Shortly after Watson exchanged the pills for the gun, he was placed under arrest. Federal authorities charged him with drug dealing and possession of a gun by a felon. But prosecutors didn't stop there. They also charged Watson with "using" a gun during a drug-trafficking offense – a crime that carries a five-year minimum mandatory sentence.

Prosecutors reasoned that since the unloaded pistol was "used" as payment for the drugs, the gun was used in a way that triggered additional criminal liability. Watson pleaded guilty to drug dealing and unlawful possession of the gun, but he is appealing the charge that he "used" the gun in the drug deal.

The unloaded gun provided by the undercover agent was under Watson's control for only a few moments before his arrest.

The justices must decide whether Watson's brief possession of the gun qualifies as a prohibited "use" in a drug transaction under the federal statute.

The Supreme Court confronted a similar issue in a 1993 case in Florida involving an attempt by a defendant to trade an automatic MAC-10 machine gun for cocaine.
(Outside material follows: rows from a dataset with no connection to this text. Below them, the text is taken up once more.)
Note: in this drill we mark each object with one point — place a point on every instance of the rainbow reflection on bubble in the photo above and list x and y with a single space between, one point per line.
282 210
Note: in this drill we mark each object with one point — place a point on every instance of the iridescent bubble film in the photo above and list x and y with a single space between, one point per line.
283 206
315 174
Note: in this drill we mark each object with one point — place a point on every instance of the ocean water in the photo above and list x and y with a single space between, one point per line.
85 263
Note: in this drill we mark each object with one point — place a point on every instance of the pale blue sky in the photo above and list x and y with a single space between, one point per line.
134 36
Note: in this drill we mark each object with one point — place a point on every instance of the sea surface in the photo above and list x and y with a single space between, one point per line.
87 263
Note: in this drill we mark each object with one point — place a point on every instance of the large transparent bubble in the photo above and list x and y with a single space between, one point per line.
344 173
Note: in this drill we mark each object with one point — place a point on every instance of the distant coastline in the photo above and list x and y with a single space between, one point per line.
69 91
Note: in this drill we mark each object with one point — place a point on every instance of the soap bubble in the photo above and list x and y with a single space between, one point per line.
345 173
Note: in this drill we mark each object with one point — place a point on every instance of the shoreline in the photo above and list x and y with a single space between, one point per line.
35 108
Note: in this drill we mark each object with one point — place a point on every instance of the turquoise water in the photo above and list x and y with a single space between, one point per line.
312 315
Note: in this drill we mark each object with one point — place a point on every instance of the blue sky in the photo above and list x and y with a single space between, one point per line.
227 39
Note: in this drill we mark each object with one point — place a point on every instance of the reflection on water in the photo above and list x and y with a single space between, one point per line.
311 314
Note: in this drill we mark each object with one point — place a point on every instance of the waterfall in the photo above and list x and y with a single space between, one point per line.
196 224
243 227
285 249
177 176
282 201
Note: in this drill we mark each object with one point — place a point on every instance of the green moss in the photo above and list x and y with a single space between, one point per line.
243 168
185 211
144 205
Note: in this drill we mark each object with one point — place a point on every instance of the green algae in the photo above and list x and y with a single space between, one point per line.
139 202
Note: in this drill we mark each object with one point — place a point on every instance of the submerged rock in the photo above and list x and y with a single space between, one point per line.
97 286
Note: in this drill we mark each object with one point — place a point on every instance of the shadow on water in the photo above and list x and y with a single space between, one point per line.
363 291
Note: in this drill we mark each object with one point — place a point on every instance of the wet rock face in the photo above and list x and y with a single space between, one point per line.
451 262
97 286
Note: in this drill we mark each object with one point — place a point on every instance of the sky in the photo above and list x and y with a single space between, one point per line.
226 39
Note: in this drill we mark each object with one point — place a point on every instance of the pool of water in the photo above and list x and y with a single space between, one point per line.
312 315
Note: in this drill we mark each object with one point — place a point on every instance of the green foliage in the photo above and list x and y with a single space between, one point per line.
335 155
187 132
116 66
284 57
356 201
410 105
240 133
The court ruled 6 to 3 that the transaction amounted to "use" under the law.

"The fact that a gun is treated momentarily as an item of commerce does not render it inert or deprive it of destructive capacity," Justice Sandra Day O'Connor wrote for the majority.

But Watson's case is different, says Mr. Stancil. The 1993 Florida case involved a defendant trading his own gun for drugs. Watson's case involves the inverse – a defendant trading his own drugs for a gun.

Stancil says the juxtaposition makes a huge difference in how the high court may interpret the word "use" in the statute.

He offers an example. "It is natural to say I 'used' $1 to buy a cup of coffee," he says. "But it is completely unnatural to say I bought a cup of coffee with $1 and thereby 'used' the coffee."

The lawyer adds, "In the plain and ordinary meaning of the statute, it makes no grammatical sense to say that the buyer has used the object he is trying to purchase simply by completing the transaction."

"By receiving a gun as payment for drugs, Watson did not 'use' that firearm," Stancil writes in his brief to the court. "Because Watson did not 'use' the firearm in any ordinary recognizable sense of the word – let alone 'actively employ' it – his conviction must be reversed."

Firearms' potential harm

Government lawyers disagree.

It was Watson who asked for a gun, says Solicitor General Paul Clement in his brief. "By contributing to the introduction of the firearm into the transaction, [Watson] caused the very harm that Congress sought to avoid in enacting [the gun law]," he says.

"Regardless of which side of the guns-for-drugs barter a defendant is on, the firearm's presence – and its integral role in the drug deal – causes the risk to society that Congress sought to prevent," Mr. Clement says.

Although the Supreme Court resolved the "gun for drugs" issue in 1993 and reaffirmed it in a subsequent decision in 1995, the high court has never directly address the "drugs for gun" issue.

The federal appeals courts are split. Six side with the government's view. Four embrace the approach outlined by Stancil.

When the issue arose at the high court in 1993, the question that divided the justices was whether Congress meant to outlaw the use of guns as weapons.

Justice O'Connor and five other justices rejected that narrow reading of the law. "We … see no reason why Congress would have intended courts and juries applying [the law] to draw a fine metaphysical distinction between a gun's role in a drug offense as a weapon and its role as an item of barter," she said. "It creates a grave possibility of violence and death in either capacity."

Three justices dissented. Justices Antonin Scalia, John Paul Stevens, and David Souter said under the ordinary meaning of the word "use," the statute outlaws the use of a gun as a weapon – not for barter.